Matt Barnes, Red Sox bullpen finally crumbling under weight of overuse and it's time for Dave Dombrowski to do something

BOSTON -- The Red Sox are torching Matt Barnes and the rest of their bullpen and if Dave Dombrowski doesn't act soon, he's going to find himself a heck of a lot more than one reliever short.

That's certainly the feel emanating from a ragged Red Sox relief corps that blew yet another save -- its league-leading 16th -- in a demoralizing 8-7 loss to the White Sox on Wednesday. Barnes took the loss after ending a marathon 10-pitch at-bat by leaving a fastball in Jose Abreu's wheelhouse, and the White Sox slugger didn't miss, blasting it over everything in left for the game-winning two-run homer.

Attention will undoubtedly focus on Barnes blowing his sixth save of the season and the Red Sox losing their eighth game with a lead after seven innings, but at some point, the workload should enter the equation.

Right-hander Brandon Workman leads the American League in appearances with 40, and Barnes and teammate Ryan Brasier are both right behind him in the top 10 at 36 apiece. That kind of wear and tear is taking a toll, particularly on Barnes, who has seen his ERA skyrocket from 1.99 on June 1 to 4.19 today. The 14 appearances he has made this month probably aren't helping.

"No, I feel good," Barnes said, though not necessarily convincingly.

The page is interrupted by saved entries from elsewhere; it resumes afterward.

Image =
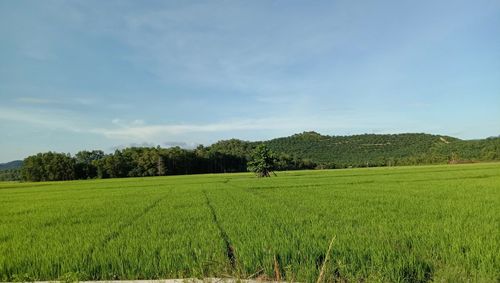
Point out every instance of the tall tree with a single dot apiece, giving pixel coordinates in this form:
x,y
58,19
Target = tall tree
x,y
263,162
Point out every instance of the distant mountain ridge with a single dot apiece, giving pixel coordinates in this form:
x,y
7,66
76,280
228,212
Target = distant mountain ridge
x,y
16,164
373,149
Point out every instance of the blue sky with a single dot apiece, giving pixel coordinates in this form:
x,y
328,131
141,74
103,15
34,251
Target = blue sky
x,y
103,74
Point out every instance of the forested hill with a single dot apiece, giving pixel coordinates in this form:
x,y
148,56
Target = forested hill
x,y
307,150
384,150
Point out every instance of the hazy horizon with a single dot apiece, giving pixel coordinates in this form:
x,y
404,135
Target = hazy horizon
x,y
96,75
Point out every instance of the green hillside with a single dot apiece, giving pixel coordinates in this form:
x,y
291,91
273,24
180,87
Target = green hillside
x,y
385,150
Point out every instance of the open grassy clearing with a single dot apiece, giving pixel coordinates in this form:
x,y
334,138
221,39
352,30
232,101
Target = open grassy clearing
x,y
391,224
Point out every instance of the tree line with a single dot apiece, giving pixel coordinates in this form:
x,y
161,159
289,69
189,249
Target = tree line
x,y
308,150
147,161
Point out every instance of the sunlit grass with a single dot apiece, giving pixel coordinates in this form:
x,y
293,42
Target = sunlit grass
x,y
390,224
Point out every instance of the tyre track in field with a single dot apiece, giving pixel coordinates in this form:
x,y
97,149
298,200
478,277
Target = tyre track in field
x,y
114,234
231,256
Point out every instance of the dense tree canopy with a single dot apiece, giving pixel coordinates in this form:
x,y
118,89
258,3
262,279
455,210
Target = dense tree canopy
x,y
263,161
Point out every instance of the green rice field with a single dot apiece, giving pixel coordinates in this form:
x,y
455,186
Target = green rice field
x,y
397,224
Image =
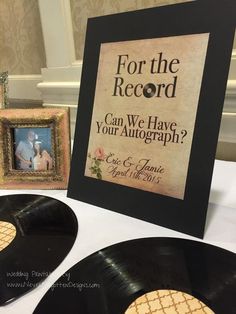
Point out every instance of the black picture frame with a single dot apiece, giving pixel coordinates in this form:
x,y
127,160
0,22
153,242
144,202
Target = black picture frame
x,y
208,16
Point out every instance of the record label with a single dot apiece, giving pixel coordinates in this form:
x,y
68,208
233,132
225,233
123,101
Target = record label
x,y
168,302
36,234
7,234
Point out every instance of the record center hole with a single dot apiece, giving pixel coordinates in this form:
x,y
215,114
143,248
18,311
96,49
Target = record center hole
x,y
168,301
7,234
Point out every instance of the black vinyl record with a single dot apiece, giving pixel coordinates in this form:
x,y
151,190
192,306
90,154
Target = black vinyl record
x,y
108,281
44,230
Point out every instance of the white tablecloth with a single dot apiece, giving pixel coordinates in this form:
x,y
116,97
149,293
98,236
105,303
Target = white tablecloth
x,y
99,228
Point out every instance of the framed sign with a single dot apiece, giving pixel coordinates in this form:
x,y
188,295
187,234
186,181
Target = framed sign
x,y
150,105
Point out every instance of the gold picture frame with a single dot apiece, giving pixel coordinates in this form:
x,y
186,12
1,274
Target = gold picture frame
x,y
3,89
34,148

Barnes lost the game when he failed to elevate the 10th and final pitch of his battle with Abreu, leaving a 97 mph fastball at the belt, where Abreu pulverized it. He was asked how much this one stings, particularly in light of the three-run rally that had given the Red Sox a 7-6 lead in the eighth.

"A lot. A lot," he said. "I didn't do my job. Offense did a phenomenal job of coming back and scoring three in the eighth, and then to give it up like that is tough."

Such losses are starting to feel inevitable, as the bullpen sags under the dual strain of (a) needing to pick up an average of six innings every time the fifth spot in the rotation rolls around, and (b) lacking a closer to handle the ninth inning and provide some definition to the final frames. The return of knuckleballer Steven Wright adds an experienced arm, but the Red Sox need more than say, Heath Hembree coming off the IL to save them.

"I know the usage is there," allowed manager Alex Cora, "but everyone has been used a lot. We've just got to get the job done."

Finding rest has been a balancing act. Workman (7-1, 1.70 ERA, three saves) was not available on Wednesday because of his workload, but he probably would've been pressed into duty if the Red Sox had extended the game.

"We try to take care of everyone," pitching coach Dana LeVangie said. "We're in a situation trying to win baseball games, trying to protect guys. We went into the first game of the series against these guys with Barnsey down. We have a plan for the most part going in. At times, we have to erase that based on what happens with the starter or whatever.

"At times, you can win or lose a game at the risk of losing a guy for two or three weeks, a month, because of it. I think we're trying to do this better, as much as we can."

Without reinforcements, it's hard to imagine the situation improving.

"Fatigued? Sure. All of the above," LeVangie said. "That's where a lot of those guys are. That's where we're at. That's part of being a reliever. Unfortunately, that's part of being their job. We've got a couple of days rest here leading into the London series, we've got one leading into the Toronto series. Hopefully, we can catch our breath."